The SLS parameters were obtained for each measured cell, separately. A statistical comparison between the cells measured on the subject and the controls was performed with the independent 2-groups Mann-Whitney U-test implemented in the stat_compare_means() function of the R package ggpubr.

Results

In Figures 1A,B, two representative FD cycles acquired on a control subject and the pathological subject are reported, respectively. A larger area between the approach and the retract curve, which corresponds to a higher AFM hysteresis (H) value, can be observed for the pathological subject compared to the control one. Due to the heterogeneity of biological samples, a single point measurement is not representative of the whole-cell mechanical response. Therefore, we probed the local response of RBCs through the acquisition of FD cycles at different positions over the cell surfaces and we computed the H value in each position. In Figures 1C,D, we reported two representative erythrocyte H maps acquired on a control (c) and the pathological subject (d). H-values are approximately in the range 0–0.4 for the control subject (d) and 0–0.75 for the pathological one, suggesting that larger energy is dissipated in the latter case. The map of the control subject shows a cylindrical symmetry, with higher H values at the cell periphery than in its center.

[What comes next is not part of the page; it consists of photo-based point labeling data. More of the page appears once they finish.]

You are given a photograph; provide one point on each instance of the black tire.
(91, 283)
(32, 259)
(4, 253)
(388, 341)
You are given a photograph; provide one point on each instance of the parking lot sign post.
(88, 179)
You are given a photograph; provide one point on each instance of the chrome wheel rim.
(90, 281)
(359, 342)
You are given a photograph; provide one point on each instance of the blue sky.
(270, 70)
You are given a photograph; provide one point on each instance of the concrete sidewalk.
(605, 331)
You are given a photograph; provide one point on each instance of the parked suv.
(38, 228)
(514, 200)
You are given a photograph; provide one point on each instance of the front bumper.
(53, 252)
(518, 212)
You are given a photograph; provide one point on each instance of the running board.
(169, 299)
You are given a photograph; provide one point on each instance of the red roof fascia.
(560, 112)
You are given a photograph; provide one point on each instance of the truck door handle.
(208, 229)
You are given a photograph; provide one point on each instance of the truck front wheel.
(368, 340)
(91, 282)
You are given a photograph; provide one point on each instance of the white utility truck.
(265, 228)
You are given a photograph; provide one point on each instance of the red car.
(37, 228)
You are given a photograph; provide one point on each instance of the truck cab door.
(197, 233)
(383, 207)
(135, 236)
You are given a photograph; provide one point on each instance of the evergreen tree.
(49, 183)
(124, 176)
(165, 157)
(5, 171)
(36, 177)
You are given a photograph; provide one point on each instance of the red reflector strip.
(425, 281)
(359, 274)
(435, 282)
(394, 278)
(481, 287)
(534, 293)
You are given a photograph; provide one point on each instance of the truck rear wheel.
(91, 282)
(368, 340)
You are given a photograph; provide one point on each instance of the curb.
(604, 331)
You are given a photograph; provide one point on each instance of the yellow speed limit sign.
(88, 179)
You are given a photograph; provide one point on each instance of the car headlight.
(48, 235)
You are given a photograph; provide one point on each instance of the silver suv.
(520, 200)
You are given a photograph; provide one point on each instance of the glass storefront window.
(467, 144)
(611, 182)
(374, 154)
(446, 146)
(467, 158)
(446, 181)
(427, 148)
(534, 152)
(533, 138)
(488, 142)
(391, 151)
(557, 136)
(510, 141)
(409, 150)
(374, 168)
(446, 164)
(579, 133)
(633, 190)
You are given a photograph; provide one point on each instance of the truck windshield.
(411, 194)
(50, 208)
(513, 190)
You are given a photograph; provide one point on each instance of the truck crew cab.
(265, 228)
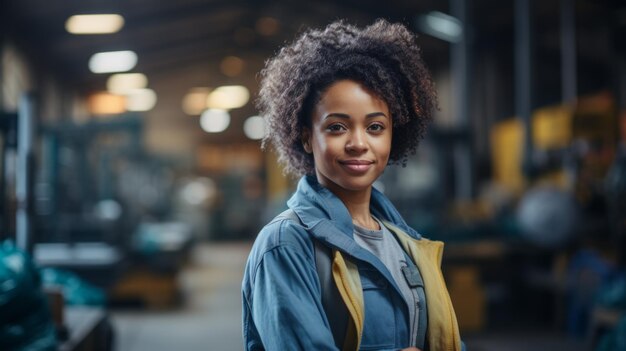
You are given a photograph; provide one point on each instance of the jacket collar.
(328, 219)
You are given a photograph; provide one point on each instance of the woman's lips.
(357, 166)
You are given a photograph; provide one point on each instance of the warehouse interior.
(132, 187)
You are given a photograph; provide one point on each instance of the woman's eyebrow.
(347, 116)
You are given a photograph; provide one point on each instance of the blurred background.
(132, 181)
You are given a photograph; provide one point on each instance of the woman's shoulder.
(283, 231)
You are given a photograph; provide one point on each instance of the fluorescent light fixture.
(254, 127)
(141, 100)
(104, 103)
(123, 83)
(195, 101)
(228, 97)
(441, 26)
(214, 120)
(94, 24)
(112, 61)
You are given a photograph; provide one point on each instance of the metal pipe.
(462, 152)
(523, 72)
(568, 53)
(24, 179)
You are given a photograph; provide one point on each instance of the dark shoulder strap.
(335, 309)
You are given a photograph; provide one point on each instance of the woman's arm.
(285, 302)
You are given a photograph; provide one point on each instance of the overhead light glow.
(254, 127)
(104, 103)
(94, 24)
(112, 61)
(141, 100)
(228, 97)
(195, 101)
(214, 120)
(232, 66)
(123, 83)
(442, 26)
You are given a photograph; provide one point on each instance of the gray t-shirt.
(384, 245)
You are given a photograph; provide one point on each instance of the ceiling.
(169, 34)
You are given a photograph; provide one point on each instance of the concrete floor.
(210, 317)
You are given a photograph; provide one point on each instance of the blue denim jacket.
(282, 308)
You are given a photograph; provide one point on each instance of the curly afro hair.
(383, 57)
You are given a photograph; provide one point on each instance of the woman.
(341, 269)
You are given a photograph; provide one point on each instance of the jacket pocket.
(379, 328)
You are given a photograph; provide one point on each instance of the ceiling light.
(112, 61)
(195, 101)
(141, 100)
(228, 97)
(232, 66)
(254, 127)
(94, 24)
(214, 120)
(104, 103)
(123, 83)
(440, 25)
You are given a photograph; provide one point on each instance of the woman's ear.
(306, 140)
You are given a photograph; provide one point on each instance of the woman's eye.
(377, 127)
(335, 128)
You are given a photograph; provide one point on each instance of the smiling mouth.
(357, 166)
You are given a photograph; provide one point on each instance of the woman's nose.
(356, 142)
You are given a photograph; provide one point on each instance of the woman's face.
(350, 137)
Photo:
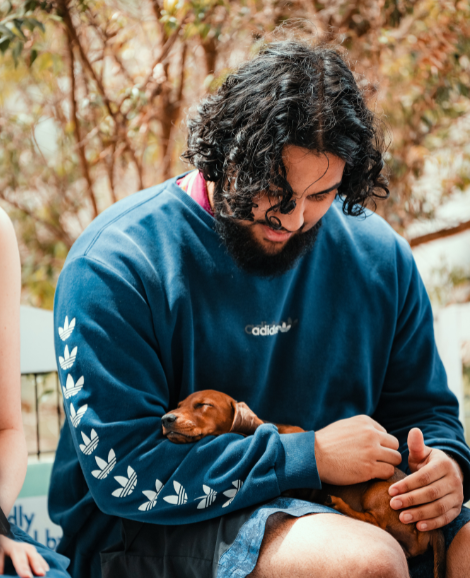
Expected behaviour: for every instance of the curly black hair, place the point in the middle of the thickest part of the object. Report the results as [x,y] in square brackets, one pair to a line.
[289,94]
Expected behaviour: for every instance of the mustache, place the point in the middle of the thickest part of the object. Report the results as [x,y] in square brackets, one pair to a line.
[281,229]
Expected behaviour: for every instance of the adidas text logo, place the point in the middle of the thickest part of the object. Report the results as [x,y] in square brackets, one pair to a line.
[208,499]
[181,496]
[104,467]
[266,329]
[72,388]
[76,416]
[128,484]
[152,496]
[232,493]
[66,331]
[68,360]
[90,443]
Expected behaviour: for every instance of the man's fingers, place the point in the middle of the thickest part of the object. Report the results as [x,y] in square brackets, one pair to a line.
[376,425]
[418,450]
[383,471]
[37,562]
[431,516]
[389,441]
[20,562]
[425,495]
[424,477]
[389,457]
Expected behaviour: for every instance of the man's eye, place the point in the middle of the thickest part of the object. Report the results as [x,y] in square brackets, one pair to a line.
[320,197]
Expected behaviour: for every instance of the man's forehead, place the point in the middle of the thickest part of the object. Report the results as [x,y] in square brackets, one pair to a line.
[309,172]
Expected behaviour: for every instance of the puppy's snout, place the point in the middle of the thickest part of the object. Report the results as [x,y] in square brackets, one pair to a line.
[168,419]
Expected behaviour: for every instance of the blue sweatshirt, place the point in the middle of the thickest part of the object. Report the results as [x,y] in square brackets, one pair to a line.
[150,308]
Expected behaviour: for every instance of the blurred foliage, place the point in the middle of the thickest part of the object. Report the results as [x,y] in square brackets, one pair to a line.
[450,285]
[94,93]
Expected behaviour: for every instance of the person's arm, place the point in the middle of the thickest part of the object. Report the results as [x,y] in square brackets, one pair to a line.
[415,395]
[122,366]
[13,455]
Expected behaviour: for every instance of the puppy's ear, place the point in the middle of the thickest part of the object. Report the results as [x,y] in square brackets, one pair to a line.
[245,421]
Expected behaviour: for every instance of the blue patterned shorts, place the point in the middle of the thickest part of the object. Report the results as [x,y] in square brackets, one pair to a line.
[240,558]
[225,547]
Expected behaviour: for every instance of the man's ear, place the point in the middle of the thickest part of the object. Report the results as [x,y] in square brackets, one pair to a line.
[245,421]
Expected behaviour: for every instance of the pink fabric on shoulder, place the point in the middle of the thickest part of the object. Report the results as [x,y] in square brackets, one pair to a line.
[195,185]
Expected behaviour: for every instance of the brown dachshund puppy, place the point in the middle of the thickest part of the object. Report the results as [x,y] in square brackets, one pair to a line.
[211,412]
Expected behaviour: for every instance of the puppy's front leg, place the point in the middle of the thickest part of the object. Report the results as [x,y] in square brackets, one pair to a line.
[341,506]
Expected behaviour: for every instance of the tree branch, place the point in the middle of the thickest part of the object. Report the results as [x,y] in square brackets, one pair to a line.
[56,231]
[86,63]
[76,129]
[442,234]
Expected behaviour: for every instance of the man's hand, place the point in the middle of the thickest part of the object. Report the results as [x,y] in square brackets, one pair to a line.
[24,557]
[355,450]
[435,488]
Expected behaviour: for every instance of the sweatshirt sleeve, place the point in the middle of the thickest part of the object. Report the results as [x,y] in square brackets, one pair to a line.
[115,393]
[415,392]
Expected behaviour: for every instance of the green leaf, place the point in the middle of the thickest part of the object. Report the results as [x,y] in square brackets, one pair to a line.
[32,23]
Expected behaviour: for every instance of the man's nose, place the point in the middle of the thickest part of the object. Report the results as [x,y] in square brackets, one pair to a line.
[294,220]
[168,419]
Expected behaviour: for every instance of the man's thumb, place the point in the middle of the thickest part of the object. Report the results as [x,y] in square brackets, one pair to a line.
[418,451]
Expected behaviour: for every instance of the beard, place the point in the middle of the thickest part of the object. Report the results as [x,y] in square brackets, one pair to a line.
[249,254]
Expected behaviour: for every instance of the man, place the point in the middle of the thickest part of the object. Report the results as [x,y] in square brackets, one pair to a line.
[255,276]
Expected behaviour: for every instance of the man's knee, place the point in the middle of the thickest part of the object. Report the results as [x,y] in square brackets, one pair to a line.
[325,546]
[383,559]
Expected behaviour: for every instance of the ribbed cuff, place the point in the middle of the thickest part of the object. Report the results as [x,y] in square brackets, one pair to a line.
[296,466]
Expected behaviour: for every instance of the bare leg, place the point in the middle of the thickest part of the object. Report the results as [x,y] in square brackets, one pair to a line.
[340,506]
[458,555]
[328,546]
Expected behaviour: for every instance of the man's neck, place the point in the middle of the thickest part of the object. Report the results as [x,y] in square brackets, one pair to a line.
[210,194]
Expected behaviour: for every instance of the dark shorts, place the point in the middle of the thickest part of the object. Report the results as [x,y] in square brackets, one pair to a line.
[225,547]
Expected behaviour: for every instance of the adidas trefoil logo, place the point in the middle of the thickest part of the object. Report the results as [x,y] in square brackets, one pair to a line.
[181,496]
[72,388]
[267,329]
[128,484]
[90,443]
[76,416]
[208,499]
[104,467]
[232,493]
[152,496]
[68,360]
[66,331]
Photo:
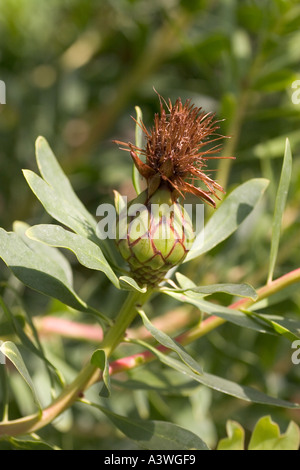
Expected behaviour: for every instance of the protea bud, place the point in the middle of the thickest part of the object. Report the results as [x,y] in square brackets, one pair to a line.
[154,240]
[154,235]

The observed cylindrical distribution seems to reflect the typical biconcave shape of healthy erythrocytes. In the pathological case, the nanoscale map appears to be brighter than that of the healthy RBCs, confirming that more energy is dissipated during indentation. Moreover, the H difference between the cell center and its edge is less pronounced than in the previous case. The two maps are quantitatively compared with the corresponding H histogram (Figures 2E,F, respectively). A Gaussian curve was fitted to data. The frequency distribution of the control cell is peaked at ~0.17 with a mean H of 0.21 ± 0.01. Data are expressed as mean ± SEM. A shift of the frequency distribution at larger H values can be observed in the pathological case, with a peak at ~0.4 and an average H of 0.38 ± 0.02. In Supplementary Figure 1, we report a box-plot analysis of all the cells measured on the subject. Average cell values are indicated with a red diamond. These measurements are compared with the mean ± SEM interval for controls (see Materials and Methods). The observed changes in H values hint to an increased cell viscosity in the pathological case or an increased cell fragility. Unfortunately, H does not provide a quantitative measure of sample viscosity, because of the interplay between elastic and viscous contributions that affect the FD-cycle shape in a complex and hardly predictable fashion.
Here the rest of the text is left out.